O presidente dos Estados Unidos, Donald Trump, declarou nesta quinta-feira (11) que o confronto com o Irã estaria chegando ao fim após, segundo ele, obter garantias de que Teerã não desenvolverá armas nucleares. A fala, porém, foi recebida com cautela pelo governo iraniano, que negou qualquer desfecho definitivo para a crise.

As negociações entre os dois países avançam em torno de um possível memorando de entendimento dividido em etapas. A primeira prevê a normalização do tráfego marítimo no Estreito de Ormuz em até 30 dias. Já a segunda abriria um período de cerca de dois meses para discutir um novo acordo nuclear.

Trump chegou a afirmar que o documento pode ser assinado já nos próximos dias. Apesar disso, representantes iranianos ressaltaram que ainda não há uma decisão final sobre os termos apresentados.

Especialistas avaliam que o cenário atual representa mais uma ampliação da trégua existente do que propriamente o encerramento do conflito. Segundo analistas, diversos pontos seguem sem consenso entre as partes.

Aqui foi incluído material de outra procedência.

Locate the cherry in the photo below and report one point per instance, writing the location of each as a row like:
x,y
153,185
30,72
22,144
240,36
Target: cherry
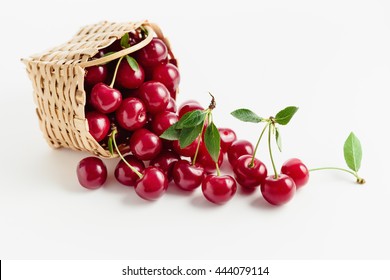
x,y
228,136
123,172
239,148
127,77
188,176
131,115
105,99
163,121
152,54
169,75
247,175
145,145
91,173
165,161
98,125
295,169
152,185
278,191
95,74
155,96
219,189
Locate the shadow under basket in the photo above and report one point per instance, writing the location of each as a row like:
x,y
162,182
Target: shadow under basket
x,y
58,81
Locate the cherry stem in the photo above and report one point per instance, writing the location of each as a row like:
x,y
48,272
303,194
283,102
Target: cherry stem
x,y
121,156
270,151
359,180
115,72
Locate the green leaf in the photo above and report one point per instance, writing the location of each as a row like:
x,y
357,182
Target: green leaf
x,y
284,116
278,139
125,41
132,63
171,133
353,152
189,134
191,119
212,141
246,115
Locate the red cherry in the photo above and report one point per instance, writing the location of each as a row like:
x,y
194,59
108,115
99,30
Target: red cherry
x,y
91,173
152,185
95,74
228,136
155,96
145,145
163,121
278,191
124,174
165,161
98,125
219,189
131,115
239,148
187,176
127,77
105,99
246,176
152,54
297,171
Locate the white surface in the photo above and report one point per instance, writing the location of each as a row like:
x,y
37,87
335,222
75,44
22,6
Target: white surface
x,y
330,58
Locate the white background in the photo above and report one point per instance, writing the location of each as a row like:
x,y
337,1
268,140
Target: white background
x,y
330,58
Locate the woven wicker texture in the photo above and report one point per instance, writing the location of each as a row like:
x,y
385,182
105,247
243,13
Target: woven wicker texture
x,y
58,81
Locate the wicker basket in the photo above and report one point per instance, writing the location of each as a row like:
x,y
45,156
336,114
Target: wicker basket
x,y
58,81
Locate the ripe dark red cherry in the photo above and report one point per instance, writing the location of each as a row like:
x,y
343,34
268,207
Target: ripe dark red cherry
x,y
127,77
165,161
105,99
152,54
219,189
145,145
228,136
98,125
163,121
91,173
131,115
155,96
278,191
246,176
152,185
297,171
239,148
124,174
95,74
187,176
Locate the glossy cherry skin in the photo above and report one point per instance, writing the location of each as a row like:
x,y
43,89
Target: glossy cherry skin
x,y
98,125
131,115
249,177
124,174
169,75
91,173
127,77
163,121
105,99
95,74
228,136
219,189
152,54
278,191
145,145
152,185
187,176
239,148
165,161
297,171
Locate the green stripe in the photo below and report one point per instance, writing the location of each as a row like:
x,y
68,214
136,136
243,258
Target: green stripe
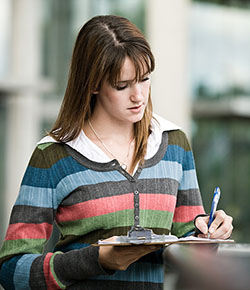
x,y
124,218
156,219
54,153
107,221
51,263
178,137
22,246
101,235
44,145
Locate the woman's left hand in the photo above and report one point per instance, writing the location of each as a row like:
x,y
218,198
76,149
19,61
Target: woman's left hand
x,y
220,228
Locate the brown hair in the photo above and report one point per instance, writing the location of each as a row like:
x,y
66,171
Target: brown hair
x,y
101,47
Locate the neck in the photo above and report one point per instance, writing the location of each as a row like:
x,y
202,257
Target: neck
x,y
121,151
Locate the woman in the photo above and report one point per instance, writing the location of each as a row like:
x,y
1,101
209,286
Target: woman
x,y
104,151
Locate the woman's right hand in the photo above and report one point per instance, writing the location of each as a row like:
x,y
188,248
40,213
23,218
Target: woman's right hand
x,y
120,257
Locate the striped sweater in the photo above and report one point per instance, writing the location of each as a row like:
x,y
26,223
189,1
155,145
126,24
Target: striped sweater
x,y
90,201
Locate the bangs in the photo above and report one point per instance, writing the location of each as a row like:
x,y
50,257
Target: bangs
x,y
143,63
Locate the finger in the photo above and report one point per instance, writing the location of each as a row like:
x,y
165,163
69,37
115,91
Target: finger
x,y
220,217
201,224
224,231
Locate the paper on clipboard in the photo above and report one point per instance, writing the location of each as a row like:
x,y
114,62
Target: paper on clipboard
x,y
159,240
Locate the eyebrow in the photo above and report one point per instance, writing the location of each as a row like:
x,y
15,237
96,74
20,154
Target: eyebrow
x,y
130,81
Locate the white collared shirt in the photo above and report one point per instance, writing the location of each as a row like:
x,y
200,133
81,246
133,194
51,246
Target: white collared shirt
x,y
89,149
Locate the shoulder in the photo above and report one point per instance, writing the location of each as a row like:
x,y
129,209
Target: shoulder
x,y
47,153
171,131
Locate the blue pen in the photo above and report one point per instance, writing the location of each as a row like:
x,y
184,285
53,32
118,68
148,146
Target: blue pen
x,y
215,201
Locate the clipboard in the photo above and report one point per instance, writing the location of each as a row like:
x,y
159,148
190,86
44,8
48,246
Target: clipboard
x,y
139,235
154,239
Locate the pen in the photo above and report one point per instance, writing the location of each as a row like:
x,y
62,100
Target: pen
x,y
215,201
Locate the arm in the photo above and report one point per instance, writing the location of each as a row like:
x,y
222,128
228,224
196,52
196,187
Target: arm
x,y
189,201
23,263
221,227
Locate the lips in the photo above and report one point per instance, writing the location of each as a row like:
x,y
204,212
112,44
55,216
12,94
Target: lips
x,y
135,107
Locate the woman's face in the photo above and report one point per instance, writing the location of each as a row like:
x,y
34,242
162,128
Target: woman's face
x,y
127,101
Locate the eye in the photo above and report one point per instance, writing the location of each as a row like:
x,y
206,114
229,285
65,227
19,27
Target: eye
x,y
145,79
120,88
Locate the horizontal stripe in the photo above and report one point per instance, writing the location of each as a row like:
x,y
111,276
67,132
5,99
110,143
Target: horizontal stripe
x,y
22,246
71,182
189,180
22,231
185,214
90,192
7,272
93,237
21,275
163,202
84,226
35,196
31,214
96,207
179,138
163,169
53,153
148,218
176,153
103,206
137,272
66,170
50,280
156,219
189,197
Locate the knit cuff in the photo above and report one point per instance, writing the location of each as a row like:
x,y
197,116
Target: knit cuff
x,y
197,231
78,265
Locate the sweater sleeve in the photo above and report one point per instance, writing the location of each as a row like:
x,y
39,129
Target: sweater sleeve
x,y
189,201
23,263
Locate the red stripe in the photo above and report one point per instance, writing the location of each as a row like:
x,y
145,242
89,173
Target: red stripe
x,y
28,231
187,213
163,202
106,205
96,207
50,280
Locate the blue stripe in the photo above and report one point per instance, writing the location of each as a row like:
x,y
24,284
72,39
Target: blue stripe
x,y
7,273
35,196
51,198
40,177
163,169
21,275
176,153
88,177
137,272
69,247
189,180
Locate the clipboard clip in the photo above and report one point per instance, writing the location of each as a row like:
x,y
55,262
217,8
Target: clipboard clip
x,y
139,235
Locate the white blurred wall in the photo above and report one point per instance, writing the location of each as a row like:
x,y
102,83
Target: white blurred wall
x,y
167,32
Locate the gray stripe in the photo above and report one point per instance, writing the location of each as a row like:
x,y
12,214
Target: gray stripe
x,y
189,197
31,214
106,189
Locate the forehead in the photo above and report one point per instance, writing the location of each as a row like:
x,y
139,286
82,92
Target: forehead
x,y
128,70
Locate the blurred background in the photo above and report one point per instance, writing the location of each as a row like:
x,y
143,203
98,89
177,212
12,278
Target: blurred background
x,y
201,82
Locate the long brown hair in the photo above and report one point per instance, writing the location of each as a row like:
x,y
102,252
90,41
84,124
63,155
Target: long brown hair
x,y
101,47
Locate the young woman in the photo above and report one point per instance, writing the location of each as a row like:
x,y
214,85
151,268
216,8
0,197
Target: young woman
x,y
105,156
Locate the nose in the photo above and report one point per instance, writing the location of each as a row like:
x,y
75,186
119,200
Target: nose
x,y
136,93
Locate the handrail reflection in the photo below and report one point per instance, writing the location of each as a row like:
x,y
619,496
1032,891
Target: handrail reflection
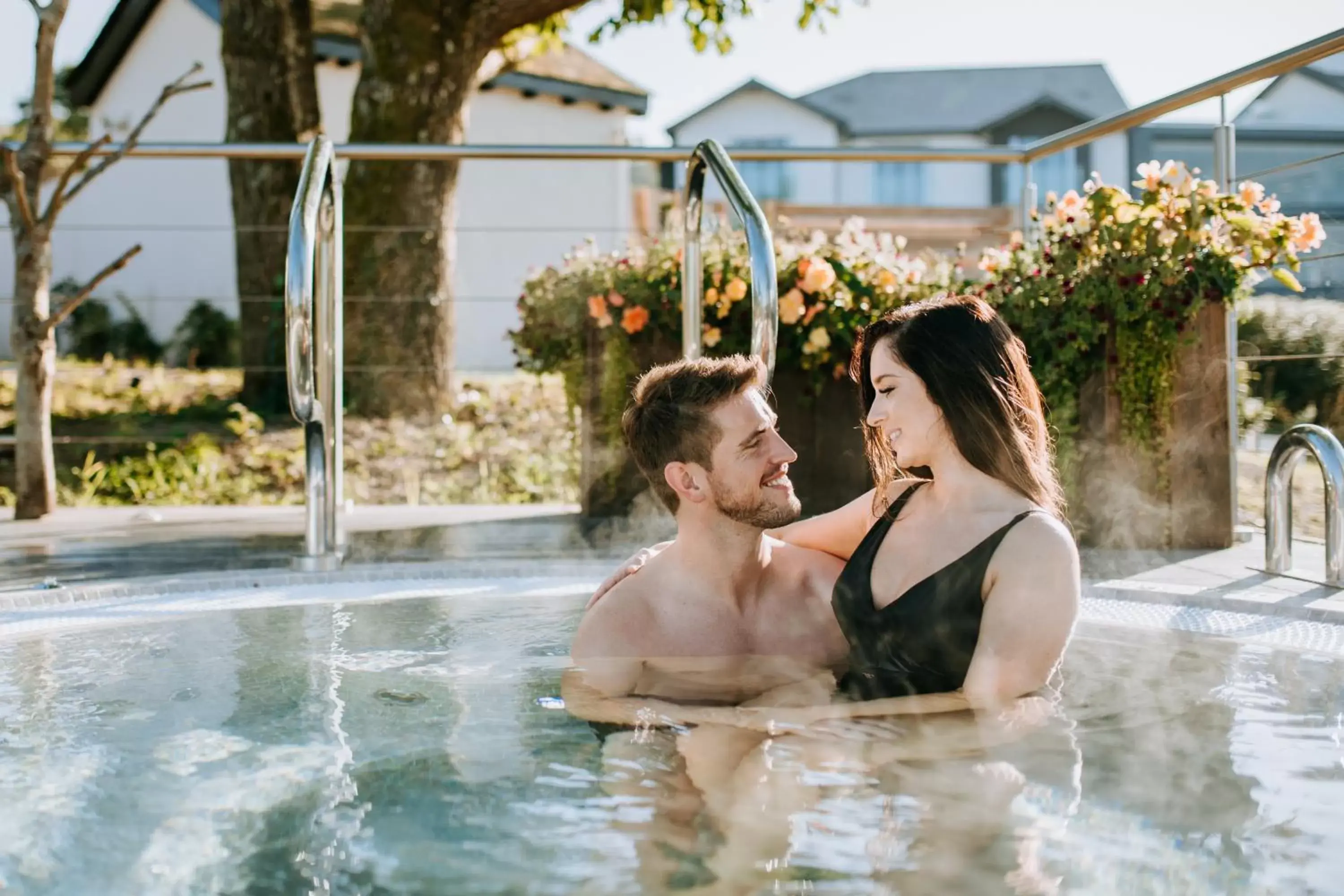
x,y
1291,448
765,284
314,347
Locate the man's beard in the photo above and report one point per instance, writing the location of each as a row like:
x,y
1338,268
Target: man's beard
x,y
756,511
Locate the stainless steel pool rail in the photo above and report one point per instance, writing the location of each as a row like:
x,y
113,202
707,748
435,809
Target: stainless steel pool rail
x,y
1289,450
315,349
709,156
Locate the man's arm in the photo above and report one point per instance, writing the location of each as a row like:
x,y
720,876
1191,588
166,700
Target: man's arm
x,y
586,694
609,657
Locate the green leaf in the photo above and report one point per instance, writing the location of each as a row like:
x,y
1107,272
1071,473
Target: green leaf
x,y
1287,279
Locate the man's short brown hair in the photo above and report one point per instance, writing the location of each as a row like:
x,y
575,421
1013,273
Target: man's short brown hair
x,y
670,418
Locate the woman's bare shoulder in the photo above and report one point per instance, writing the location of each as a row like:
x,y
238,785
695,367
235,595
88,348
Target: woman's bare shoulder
x,y
897,489
1041,539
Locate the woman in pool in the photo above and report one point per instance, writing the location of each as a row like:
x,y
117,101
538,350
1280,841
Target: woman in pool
x,y
961,583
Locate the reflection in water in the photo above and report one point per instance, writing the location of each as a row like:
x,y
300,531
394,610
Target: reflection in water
x,y
260,753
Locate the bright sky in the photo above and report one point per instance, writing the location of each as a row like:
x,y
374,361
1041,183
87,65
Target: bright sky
x,y
1150,52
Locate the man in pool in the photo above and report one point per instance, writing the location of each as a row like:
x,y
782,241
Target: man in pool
x,y
725,614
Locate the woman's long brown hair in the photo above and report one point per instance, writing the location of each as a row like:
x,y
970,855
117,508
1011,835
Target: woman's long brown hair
x,y
976,371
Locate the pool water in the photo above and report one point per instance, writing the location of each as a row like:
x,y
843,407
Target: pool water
x,y
418,746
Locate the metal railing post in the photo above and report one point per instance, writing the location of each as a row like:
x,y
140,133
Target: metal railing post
x,y
1225,172
765,281
1279,488
1029,206
312,347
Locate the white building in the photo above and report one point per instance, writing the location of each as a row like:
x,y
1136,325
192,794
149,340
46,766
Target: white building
x,y
956,108
511,215
1289,138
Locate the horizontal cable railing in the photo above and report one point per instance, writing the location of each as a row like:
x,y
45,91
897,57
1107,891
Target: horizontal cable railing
x,y
1291,166
1279,64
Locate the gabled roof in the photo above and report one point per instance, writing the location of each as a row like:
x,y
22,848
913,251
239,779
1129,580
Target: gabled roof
x,y
1332,80
922,101
749,86
568,73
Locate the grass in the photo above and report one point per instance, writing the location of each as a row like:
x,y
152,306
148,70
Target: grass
x,y
158,436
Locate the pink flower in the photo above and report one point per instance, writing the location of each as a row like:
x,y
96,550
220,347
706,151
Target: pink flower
x,y
1307,233
819,276
1070,205
791,307
1150,175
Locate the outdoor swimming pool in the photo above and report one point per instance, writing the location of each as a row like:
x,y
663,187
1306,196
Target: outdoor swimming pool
x,y
406,738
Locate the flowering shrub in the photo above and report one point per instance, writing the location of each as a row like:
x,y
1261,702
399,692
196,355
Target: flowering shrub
x,y
632,300
1119,279
1115,280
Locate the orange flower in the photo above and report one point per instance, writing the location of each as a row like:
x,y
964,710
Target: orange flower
x,y
819,277
635,319
597,311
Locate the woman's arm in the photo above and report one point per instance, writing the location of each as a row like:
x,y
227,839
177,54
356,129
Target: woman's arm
x,y
838,532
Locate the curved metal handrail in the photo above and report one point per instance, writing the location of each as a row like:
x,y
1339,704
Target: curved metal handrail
x,y
1289,450
314,346
765,281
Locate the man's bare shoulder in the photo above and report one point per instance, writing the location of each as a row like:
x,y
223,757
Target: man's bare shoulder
x,y
621,622
818,566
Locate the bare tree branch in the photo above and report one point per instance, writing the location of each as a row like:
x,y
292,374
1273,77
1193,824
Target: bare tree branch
x,y
171,90
76,166
19,185
77,300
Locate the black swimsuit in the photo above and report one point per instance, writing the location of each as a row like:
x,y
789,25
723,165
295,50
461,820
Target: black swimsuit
x,y
921,642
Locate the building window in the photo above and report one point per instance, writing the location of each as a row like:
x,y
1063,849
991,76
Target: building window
x,y
898,183
767,179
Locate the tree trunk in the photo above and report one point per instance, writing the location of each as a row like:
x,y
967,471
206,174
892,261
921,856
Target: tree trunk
x,y
269,76
35,361
420,65
33,345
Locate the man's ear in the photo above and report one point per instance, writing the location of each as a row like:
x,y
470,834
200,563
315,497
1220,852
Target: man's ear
x,y
686,480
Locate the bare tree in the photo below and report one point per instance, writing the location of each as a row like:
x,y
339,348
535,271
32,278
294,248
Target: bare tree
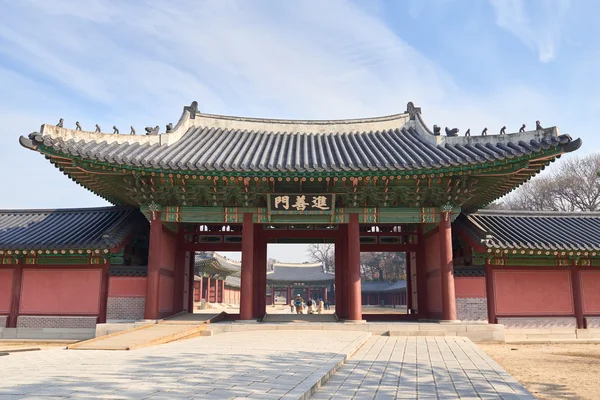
x,y
324,253
573,186
383,266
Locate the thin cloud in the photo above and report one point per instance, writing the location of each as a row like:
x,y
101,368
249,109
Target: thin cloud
x,y
538,24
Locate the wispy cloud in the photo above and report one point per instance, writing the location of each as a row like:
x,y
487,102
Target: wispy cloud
x,y
538,24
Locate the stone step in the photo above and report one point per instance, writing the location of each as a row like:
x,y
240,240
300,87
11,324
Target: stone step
x,y
152,334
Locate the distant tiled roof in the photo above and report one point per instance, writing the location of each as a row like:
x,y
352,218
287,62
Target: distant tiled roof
x,y
533,230
382,286
299,273
78,228
217,264
127,271
205,142
233,281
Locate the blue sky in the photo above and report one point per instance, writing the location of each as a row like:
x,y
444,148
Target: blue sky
x,y
468,64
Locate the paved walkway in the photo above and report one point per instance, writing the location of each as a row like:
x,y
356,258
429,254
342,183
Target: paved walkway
x,y
266,365
421,368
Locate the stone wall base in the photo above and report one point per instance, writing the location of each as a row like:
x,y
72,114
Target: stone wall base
x,y
51,321
47,333
592,322
538,322
471,309
125,308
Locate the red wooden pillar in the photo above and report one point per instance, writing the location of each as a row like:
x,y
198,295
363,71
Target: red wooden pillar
x,y
15,303
247,274
208,289
104,293
577,298
353,286
340,271
409,267
201,289
154,257
421,272
223,290
260,273
489,291
190,265
447,268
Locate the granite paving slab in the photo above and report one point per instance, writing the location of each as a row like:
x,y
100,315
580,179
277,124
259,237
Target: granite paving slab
x,y
421,368
253,364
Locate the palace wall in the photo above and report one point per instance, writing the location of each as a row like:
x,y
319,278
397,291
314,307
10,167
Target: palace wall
x,y
126,298
6,276
434,277
534,298
471,298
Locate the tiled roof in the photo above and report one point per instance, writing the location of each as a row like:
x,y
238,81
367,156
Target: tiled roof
x,y
204,142
217,264
382,286
299,273
79,228
533,230
128,271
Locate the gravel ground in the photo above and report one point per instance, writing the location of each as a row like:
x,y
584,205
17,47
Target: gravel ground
x,y
552,371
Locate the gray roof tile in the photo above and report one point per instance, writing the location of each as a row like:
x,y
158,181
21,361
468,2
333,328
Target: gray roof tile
x,y
299,273
531,230
204,142
80,228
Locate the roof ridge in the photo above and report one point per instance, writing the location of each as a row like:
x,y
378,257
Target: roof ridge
x,y
535,213
64,210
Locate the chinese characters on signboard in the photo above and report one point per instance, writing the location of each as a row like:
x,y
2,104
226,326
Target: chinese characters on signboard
x,y
301,203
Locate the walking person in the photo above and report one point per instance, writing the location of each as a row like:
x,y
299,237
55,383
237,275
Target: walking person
x,y
298,303
309,304
320,306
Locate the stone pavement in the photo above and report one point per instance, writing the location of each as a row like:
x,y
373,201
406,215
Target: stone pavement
x,y
421,368
265,365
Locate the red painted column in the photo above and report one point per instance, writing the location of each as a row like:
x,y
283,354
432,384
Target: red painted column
x,y
154,257
577,298
190,265
409,269
15,302
179,274
490,293
247,274
340,266
447,269
104,293
208,289
201,288
422,309
223,290
353,286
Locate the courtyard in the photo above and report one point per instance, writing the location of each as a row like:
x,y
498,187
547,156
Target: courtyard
x,y
285,364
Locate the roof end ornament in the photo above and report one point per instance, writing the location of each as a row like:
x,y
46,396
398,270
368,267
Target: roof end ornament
x,y
193,109
411,110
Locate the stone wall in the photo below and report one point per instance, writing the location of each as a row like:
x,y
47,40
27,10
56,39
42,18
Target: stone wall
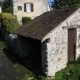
x,y
55,52
39,7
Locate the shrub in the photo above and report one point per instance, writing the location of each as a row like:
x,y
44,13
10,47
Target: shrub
x,y
9,22
26,20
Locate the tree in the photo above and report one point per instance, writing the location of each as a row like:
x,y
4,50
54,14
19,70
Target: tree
x,y
7,6
60,4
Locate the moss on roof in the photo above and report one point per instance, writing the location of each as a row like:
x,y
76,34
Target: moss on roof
x,y
43,24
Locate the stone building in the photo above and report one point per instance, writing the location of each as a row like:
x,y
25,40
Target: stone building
x,y
56,34
29,8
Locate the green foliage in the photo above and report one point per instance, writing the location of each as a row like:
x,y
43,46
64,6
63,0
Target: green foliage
x,y
60,4
8,9
7,6
26,20
71,72
42,77
9,22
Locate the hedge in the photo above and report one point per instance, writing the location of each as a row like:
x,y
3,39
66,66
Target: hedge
x,y
9,22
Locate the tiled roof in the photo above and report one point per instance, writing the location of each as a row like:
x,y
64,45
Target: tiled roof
x,y
43,24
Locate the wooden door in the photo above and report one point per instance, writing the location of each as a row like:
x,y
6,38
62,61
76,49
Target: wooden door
x,y
71,54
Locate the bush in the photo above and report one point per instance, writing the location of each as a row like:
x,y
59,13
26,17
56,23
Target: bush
x,y
26,20
9,22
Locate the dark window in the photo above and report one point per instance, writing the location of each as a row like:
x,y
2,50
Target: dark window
x,y
19,8
28,7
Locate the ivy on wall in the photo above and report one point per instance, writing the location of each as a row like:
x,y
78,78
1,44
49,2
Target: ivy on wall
x,y
9,22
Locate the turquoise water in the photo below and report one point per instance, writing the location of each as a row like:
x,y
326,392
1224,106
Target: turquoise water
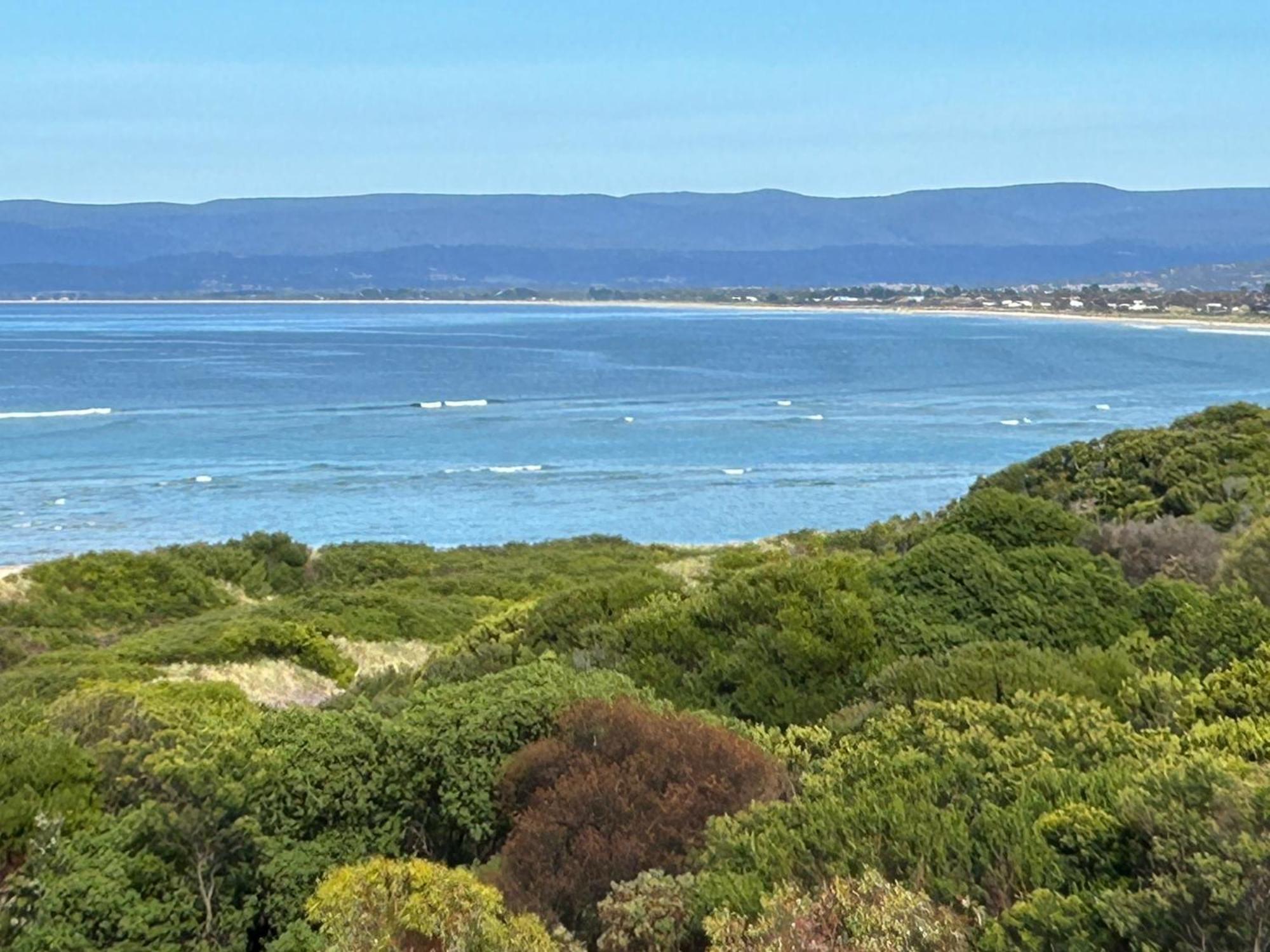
x,y
300,418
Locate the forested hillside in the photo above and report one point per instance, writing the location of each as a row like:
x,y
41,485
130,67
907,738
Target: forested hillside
x,y
1036,720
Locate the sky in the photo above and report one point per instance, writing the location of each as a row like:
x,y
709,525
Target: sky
x,y
147,101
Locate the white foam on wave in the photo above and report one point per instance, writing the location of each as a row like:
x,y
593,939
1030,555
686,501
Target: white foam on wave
x,y
39,414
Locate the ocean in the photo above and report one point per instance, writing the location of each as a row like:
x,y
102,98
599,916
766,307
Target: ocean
x,y
542,422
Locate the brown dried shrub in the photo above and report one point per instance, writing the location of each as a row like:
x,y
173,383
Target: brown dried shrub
x,y
1178,549
618,790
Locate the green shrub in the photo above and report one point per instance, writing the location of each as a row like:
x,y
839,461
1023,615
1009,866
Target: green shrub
x,y
1013,521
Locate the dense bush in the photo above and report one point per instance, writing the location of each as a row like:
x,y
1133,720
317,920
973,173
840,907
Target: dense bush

 Trump afirma que um acordo com o Irã está próximo, mas negociações ainda enfrentam divergências | Foto: BRENDAN SMIALOWSKI / AFP

Entre os principais obstáculos estão a recusa do Irã em discutir seu programa de mísseis balísticos, o apoio a grupos armados aliados na região e a exigência de acesso a parte dos recursos financeiros bloqueados pelos Estados Unidos como condição para avançar nas negociações.

Além dos desafios diplomáticos, Trump enfrenta pressão dentro dos próprios Estados Unidos. O aumento dos preços dos combustíveis, a alta da inflação e a proximidade das eleições legislativas ampliam a cobrança por uma solução rápida para a crise.

No cenário regional, Israel também segue como peça central nas tratativas. O governo de Benjamin Netanyahu mantém posições consideradas sensíveis para um acordo mais amplo, especialmente em relação à atuação de grupos armados no Líbano e na região.